Весь сжимается Аристарх, будто прыгнуть хочет:

- Не знает? А вон царь Петро, тот всё знал. Постоянно дубинку свою таскал, как что не так, умел он ей виновного так долбануть, что и дух из него вон. А теперь что - нашлись, видите-ли, какие-то особые патриоты, и вся их забота евреев бить да из перин ихних перья на улицу выпускать. Ох, не тех бить нам надо.

Совсем серьезно взглядывает отец на бабушку:

- Верно он говорит, мама. Вот хоть Наталью мою спроси. Когда мы в Вильно стояли, кто у нас поставщиками был - да эти вот мелкие еврейские торговцы. И не было, скажу я вам, честней и верней их никого. С русским свяжись - тухлятинку подсунет, с поляком - облапошит и сто раз паном назовет, а придет, бывало, Мойша наш, котелок свой в руках крутит, еще во дворе снял он его: «Ну и, ваше благородие, не нужно ли вам чего или супруге?». И смотрит на тебя голодными глазами, а в них я и Ривку, чахоточную жену его, вижу, и всех его оборванных шестерых ребятишек. Нет им жизни в царь-отечестве, что и говорить.
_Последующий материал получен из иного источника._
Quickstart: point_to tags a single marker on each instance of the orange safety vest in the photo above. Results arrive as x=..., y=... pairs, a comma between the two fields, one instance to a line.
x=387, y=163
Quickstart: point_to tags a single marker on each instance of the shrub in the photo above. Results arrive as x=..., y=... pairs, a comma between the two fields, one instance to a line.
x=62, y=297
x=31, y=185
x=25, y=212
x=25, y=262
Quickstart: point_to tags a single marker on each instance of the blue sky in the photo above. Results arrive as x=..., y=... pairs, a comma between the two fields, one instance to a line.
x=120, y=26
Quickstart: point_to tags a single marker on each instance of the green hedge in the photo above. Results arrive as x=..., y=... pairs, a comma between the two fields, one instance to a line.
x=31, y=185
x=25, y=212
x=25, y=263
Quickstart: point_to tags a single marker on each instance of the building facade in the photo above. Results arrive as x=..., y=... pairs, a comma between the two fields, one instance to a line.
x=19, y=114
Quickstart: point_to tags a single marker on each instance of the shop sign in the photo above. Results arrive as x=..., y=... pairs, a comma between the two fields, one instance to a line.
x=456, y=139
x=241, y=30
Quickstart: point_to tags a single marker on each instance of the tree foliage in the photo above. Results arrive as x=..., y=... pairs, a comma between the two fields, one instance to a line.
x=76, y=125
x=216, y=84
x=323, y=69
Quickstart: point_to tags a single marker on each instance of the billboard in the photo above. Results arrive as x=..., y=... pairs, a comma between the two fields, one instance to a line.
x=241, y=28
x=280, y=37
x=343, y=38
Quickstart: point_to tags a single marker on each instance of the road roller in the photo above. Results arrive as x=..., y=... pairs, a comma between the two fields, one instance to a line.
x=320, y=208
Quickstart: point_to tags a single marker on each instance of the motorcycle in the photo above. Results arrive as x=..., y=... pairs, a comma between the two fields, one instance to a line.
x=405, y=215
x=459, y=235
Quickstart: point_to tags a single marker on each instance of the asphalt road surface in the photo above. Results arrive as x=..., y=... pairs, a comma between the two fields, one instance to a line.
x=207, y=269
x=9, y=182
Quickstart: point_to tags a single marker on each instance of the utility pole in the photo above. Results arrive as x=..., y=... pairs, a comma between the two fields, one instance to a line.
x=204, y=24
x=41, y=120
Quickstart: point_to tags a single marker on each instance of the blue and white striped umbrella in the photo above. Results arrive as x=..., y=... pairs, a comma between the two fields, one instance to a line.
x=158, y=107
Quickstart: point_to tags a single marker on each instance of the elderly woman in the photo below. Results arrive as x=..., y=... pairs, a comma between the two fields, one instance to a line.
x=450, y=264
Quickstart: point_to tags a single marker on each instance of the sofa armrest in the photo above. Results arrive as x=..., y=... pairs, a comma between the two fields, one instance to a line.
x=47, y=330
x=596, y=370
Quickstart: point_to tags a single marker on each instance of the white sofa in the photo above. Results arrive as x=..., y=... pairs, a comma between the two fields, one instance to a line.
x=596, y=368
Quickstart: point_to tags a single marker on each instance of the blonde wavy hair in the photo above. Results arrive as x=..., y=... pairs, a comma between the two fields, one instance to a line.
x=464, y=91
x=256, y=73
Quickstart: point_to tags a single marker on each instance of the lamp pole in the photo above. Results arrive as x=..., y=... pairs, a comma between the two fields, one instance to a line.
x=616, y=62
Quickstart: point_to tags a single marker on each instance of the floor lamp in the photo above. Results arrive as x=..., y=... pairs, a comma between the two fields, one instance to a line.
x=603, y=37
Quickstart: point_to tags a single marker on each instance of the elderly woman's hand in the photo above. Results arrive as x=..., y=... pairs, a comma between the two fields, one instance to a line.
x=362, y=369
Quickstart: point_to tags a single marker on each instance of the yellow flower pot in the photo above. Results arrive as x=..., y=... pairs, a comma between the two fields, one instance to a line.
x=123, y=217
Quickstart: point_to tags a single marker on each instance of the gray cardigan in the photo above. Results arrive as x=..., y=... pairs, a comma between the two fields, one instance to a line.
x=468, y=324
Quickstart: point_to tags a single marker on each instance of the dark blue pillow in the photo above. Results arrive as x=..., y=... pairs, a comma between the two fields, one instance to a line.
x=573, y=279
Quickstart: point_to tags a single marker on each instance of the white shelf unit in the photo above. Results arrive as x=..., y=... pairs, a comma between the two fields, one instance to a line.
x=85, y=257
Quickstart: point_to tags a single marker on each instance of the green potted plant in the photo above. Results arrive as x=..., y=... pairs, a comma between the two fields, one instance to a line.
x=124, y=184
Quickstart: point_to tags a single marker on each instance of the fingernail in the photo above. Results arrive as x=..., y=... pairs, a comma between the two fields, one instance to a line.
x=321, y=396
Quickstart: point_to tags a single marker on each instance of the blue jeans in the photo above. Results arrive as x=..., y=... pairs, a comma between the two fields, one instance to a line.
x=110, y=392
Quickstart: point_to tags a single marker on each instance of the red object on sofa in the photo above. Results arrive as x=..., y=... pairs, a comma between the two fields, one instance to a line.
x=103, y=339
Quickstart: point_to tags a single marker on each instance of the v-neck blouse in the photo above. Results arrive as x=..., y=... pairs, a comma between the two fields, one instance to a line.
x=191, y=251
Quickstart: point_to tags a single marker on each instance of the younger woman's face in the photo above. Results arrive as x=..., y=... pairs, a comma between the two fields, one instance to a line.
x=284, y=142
А вот насчет казаков и я кое-что к Аристарховым словам прибавлю. Послали меня в пятом году на усмирение. Стояли мы в имении Галаховой, а у нее свой маленький конный заводик был. И велено мне было то имение от царских верноподданных охранять. Чтобы не сожгли они его и не разграбили. Казаки мои ни черта не делали, только целыми днями стояли, на жеребят молодых глазели. А их штук двенадцать, и все один одного лучше. Казаки в конях, сами знаете, толк понимают. Стоят они, вижу, никакие не воины и жандармы, а пахари-хлеборобы, с дедов-прадедов в коней влюбленные, с ними всю жизнь свою прожившие. Любуются на тварь Божью. А мужичков пороть не дюже-то они охочие были. По вечерам, вне службы, прямо меня спрашивали: «А за что же мы их пороть должны, коли жизню ихнюю наскрозь мы увидали? Тут, коли плетью помогать, може, кого повыше зацапить?». Прикрикивал я на них: таких, мол, разговорчиков не потерплю. А сам тоже мозгами раскидываю, мужичьи курные избы вспоминая. И казаки меня понимали, знали они, что одной я думки с ними, да вот офицер, должен сам службу сполнять и с них требовать. Одно слово - присяга! Никуда не денешься.